CS194 Project #4: Classification and Segmentation

By: Scott Shao

Part I: Image Classification


Fashion MNIST dataset

For this problem, I used keras with tensorflow as my backend. I defined my model as the following:

Model summary
Model visualization
Model classification correspondence

The loss was categorical crossentropy and the optimizer was Adam with learning rate of 0.001.

First I evaluated the model using 5-fold cross validation on training data with 10 epochs to see how well the model will perform before actually fit the model with more epochs. The results of the 5-fold cross validation are 90.467, 92.575, 96.058, 98.342, and 99.025. Overall the model seems pretty good. I have also plot the 5-fold cross validation cross entropy loss and Classification accuracy, as well as the model confidence interval as shown below.

5-Fold cross validation cross entropy loss
and Classification accuracy
5-Fold cross validation confidence interval

For the actual training I fit the model with 300 epochs with checkpoints to save the model with the best validation loss and the best validation accuracy. The training loss and the training accuracy are shown below. The loss keeps increases after about 20 epochs while the accuracy plateaued at around 92%. This suggested that the model might be overfitting to the training data. For the next section, I will present the results of the best accuracy model and the best loss model side by side. The best accuracy model predicted 92.210% of the test data correctly and 100% of the training data correctly. The best loss model predicted 90.960% of the test data correctly and 94.255% of the training data correctly.

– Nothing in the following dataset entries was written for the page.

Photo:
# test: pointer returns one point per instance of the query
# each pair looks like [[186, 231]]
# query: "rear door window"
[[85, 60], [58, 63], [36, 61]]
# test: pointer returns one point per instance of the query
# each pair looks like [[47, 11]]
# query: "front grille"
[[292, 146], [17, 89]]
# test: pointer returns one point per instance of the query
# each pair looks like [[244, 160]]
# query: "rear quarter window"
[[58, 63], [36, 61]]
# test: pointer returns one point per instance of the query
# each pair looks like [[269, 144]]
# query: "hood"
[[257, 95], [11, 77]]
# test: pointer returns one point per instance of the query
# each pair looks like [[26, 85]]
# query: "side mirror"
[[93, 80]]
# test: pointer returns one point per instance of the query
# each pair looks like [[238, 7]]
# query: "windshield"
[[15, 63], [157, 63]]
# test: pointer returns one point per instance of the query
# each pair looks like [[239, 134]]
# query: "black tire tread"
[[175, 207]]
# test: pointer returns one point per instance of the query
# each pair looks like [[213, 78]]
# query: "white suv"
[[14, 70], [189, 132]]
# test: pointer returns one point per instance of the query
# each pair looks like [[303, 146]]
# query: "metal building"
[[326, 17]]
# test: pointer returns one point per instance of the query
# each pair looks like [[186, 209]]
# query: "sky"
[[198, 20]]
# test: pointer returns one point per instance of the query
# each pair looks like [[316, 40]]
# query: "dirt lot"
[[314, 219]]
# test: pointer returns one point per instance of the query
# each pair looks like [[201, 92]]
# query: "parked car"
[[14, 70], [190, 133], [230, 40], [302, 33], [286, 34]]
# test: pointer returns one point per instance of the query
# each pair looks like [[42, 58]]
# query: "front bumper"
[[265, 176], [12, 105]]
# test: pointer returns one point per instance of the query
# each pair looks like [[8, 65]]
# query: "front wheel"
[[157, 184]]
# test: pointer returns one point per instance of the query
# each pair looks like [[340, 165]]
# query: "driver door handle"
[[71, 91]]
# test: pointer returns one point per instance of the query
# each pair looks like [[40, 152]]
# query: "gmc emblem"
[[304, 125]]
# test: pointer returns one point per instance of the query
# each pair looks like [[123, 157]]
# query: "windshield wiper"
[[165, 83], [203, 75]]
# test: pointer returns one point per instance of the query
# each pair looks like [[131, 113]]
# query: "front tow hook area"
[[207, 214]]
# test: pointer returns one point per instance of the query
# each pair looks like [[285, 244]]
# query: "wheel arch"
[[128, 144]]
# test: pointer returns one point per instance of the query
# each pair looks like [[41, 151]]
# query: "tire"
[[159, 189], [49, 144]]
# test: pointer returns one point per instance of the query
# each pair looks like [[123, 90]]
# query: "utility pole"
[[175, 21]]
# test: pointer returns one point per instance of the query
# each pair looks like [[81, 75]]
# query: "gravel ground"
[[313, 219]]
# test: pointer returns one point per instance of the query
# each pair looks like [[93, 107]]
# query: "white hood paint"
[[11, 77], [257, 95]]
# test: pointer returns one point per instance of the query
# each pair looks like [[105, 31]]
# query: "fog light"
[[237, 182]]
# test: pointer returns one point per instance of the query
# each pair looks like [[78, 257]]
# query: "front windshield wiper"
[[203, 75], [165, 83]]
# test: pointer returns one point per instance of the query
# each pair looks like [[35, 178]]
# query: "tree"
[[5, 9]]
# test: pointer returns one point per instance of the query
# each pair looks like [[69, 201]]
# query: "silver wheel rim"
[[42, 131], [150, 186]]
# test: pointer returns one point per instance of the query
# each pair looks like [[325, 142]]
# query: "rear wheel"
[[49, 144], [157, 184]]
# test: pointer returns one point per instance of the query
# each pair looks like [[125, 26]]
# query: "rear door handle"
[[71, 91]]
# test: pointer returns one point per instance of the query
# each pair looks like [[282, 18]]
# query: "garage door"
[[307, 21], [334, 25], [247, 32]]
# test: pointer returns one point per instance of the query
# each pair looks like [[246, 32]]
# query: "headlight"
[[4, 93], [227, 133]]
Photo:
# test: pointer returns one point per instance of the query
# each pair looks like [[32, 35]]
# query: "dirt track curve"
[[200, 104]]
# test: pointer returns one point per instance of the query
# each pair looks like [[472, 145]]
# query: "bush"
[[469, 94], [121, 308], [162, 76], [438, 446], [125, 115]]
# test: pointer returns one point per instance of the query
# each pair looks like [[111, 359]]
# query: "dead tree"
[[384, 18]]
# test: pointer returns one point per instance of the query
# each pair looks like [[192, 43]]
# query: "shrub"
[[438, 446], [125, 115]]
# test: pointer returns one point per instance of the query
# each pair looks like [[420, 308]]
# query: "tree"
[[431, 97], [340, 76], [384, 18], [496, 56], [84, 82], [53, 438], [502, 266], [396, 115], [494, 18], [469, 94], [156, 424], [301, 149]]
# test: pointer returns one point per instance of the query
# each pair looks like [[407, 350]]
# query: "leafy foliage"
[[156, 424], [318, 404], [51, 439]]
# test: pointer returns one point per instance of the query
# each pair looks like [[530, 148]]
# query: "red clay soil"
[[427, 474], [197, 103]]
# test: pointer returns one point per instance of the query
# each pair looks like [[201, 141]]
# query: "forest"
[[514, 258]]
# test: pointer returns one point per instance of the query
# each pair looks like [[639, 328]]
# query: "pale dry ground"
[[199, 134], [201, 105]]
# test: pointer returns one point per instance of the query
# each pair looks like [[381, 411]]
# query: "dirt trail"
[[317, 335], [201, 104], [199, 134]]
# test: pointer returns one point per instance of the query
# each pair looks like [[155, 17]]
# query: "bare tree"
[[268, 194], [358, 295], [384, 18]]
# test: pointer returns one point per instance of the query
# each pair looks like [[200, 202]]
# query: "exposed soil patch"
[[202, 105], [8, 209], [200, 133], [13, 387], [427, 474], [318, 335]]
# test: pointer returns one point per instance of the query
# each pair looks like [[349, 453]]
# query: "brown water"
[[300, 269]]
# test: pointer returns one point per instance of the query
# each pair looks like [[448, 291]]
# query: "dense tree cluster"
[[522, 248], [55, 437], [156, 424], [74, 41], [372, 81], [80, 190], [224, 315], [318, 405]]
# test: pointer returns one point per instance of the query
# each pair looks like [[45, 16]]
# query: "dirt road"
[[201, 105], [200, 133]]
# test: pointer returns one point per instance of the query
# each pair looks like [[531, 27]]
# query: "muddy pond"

Model training loss after 300 epochs
Model training accuracy after 300 epochs
The best accuracy model test data confusion matrix
The best loss model test data confusion matrix
The best accuracy model test data classification report
The best loss model test data classification report
The best accuracy model train data confusion matrix
The best loss model train data confusion matrix
The best accuracy model train data classification report
The best loss model train data classification report

The hardest classes to get are class 0 T-shirt/top and class 6 Shirt. It is especially difficult to distinguish between T-shirt/top and Shirt.

For the following ten sets of images. Each set represent a class. The left two images are the correct classification and the two on the right are the wrong classification where the images were classified as some other classes.

Tshirt/top correct classification Tshirt/top wrong classification
Trouser correct classification Trouser wrong classification
Pullover correct classification Pullover wrong classification
Dress correct classification Dress wrong classification
Coat correct classification Coat wrong classification
Sandal correct classification Sandal wrong classification
Shirt correct classification Shirt wrong classification
Sneaker correct classification Sneaker wrong classification
Bag correct classification Bag wrong classification
Ankle boot correct classification Ankle boot wrong classification

The next two images showed the learned filter for the first 2D convolutional layer of the best accuracy model and the best loss model. Since the accuracy did not improve much between the two models, the learned filters should be very similar. However, the best loss model has a loss that was much smaller than the best accuracy model. This shows that loss is a better metrics compared to the accuracy in training the model.

The best accuracy model first convolutional layer learned filter
The best loss model first convolutional layer learned filter

As expected, they are generally the same.



Part II: Semantic Segmentation

Sample input image Sample ground truth
Classification correspondence

The dataset used is the Mini Facade dataset. PyTorch was used as the backend. The model is defined as the follows with crossentropy loss and Adam optimizer with 0.001 learning rate and 1e-5 weight decay:

Model summary

The average precision on the test set output from the training. The average AP is 0.518073757:

Average precision (AP) on the test set after training
Class Average Precision
Others 0.6330090515953898
Facade 0.7532332824894723
Pillar 0.0892949022197207
Window 0.7755921759864337
Balcony 0.33923937436496526
Average 0.518073757

The model was trained on the training data with 115 images reserved for validation. The model was trained for 100 epochs.

Training and validation loss

The following are some examples from the test output. The difference between the ground truth and the predicted was calculated using SSD to get the best and the worst predictions and some in betweens.

Best prediction
Worst prediction
Average prediction
Average prediction
Average prediction
25
27
6
8

In terms of the model's ability to predict classes, window > facade > otehrs > balcony > pillar. Windows and the facade are the easier ones to get right and the pillar are the most difficult. Upon examine the results, others is also very hard to predict as it always gets predicted as the facade.